How long does it take to conceive, develop, market, and introduce a new photo-sharing app?

For Atlanta’s John Saddington, 366 days.

That’s how long it took him to bring Pressgram from the drawing board to the App Store. Whether you consider that a long or short period of time is debatable, but it’s pretty clear that Saddington has been a man on a mission, driven by the ever-changing and always confusing privacy policies, terms of service, and attempted rights grabs by the “big-name publicly traded social networks,” like Instagram.

pressgram-iconFollowing Instagram’s last TOS change, a lot of users were very vocal in their criticism of what seemed to be a very over-reaching policy. They wanted alternatives that would retain the functionality without losing any control of their images.  Saddington not only had an idea in mind, but took it to popular crowd-funding site Kickstarter, where 498 backers completely funded the project in 30 days. 

According to Saddington, “Pressgram started as a deeply personal project – I just wanted to take filtered photos and own them completely without worry or anxiety about commercialization. Originally I had planned on just building it myself for myself- and that being that. But when my wife suggested I put it on Kickstarter, well, the rest–as they say– is history. It became a very public and community-oriented app overnight.”

[rewind: Instagram Backpedals After TOS Backlash]

Introducing Pressgram

The App Store is full of iPhone camera apps that will filter your images, so what’s the big deal?

Remember that Saddington’s goal was to be able to not only filter photos and retain full ownership, but still have a platform for sharing them. So, he created his app with WordPress integration, allowing and encouraging users to publish their images directly to their WordPress blogs.

An avid WordPress blogger himself, Saddington saw that creating an app that allowed people to bring their words and pictures together in a way that took nothing away from the user in terms of privacy or copyright would give iPhone photographers unprecedented creative control over their shared images.

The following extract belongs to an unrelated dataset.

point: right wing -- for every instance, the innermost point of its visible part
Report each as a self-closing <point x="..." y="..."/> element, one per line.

There is no doubt this has been a very personal journey for Saddington. “I know that a lot of people will care more about the function and value of publishing directly to WordPress, which is fantastic because it does create a lot of direct and obvious value, but I hope they see it bigger than just-another-app; that they see there’s a heart and soul behind what we’re doing, and a movement of people who deeply care about their content, their privacy, ownership, and rights.”

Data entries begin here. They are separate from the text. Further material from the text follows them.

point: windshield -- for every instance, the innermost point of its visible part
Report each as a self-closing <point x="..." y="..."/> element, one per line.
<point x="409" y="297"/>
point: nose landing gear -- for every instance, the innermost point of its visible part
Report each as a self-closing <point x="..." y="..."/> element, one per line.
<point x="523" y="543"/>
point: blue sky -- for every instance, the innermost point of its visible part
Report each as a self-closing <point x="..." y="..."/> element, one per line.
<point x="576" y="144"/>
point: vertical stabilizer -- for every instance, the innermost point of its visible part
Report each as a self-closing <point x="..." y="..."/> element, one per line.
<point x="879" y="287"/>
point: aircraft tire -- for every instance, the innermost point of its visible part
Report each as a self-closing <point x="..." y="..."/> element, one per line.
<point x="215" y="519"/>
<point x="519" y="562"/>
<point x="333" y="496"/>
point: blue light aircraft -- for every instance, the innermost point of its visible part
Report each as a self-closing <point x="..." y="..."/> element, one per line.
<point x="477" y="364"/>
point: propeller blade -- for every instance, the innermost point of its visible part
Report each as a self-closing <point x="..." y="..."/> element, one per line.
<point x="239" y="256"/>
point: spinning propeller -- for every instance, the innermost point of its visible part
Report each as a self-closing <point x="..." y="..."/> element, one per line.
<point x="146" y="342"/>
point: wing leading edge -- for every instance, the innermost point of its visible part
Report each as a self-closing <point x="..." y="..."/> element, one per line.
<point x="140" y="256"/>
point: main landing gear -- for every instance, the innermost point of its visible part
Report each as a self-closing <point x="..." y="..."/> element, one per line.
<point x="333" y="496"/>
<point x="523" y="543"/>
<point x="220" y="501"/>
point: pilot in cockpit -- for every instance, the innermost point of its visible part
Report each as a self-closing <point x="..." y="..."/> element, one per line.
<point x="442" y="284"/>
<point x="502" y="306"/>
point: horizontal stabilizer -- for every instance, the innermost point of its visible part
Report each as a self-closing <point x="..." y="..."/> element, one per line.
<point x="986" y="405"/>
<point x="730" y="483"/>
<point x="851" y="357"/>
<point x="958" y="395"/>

In addition to the WordPress integration, the app also boasts the ability to post to multiple blogs at once, editing effects beyond the filters (e.g., tilt shift, blur, and lighting), and the option to watermark your photos.


Pressgram definitely seems to be attracting interest, having been downloaded over 1,000 times in its first day.  With plans for an Android version, as well as additional blog platforms, Saddington tells me that this is only the beginning. “Even when I take a look at it now I’m stunned at what we’ve accomplished over the past year. We’ve come so far and yet we’ve only just begun! I think the future is very bright for this small app and community – and we’re going to be doing some neat things this year to make sure it stays on the forefront of people’s mind!”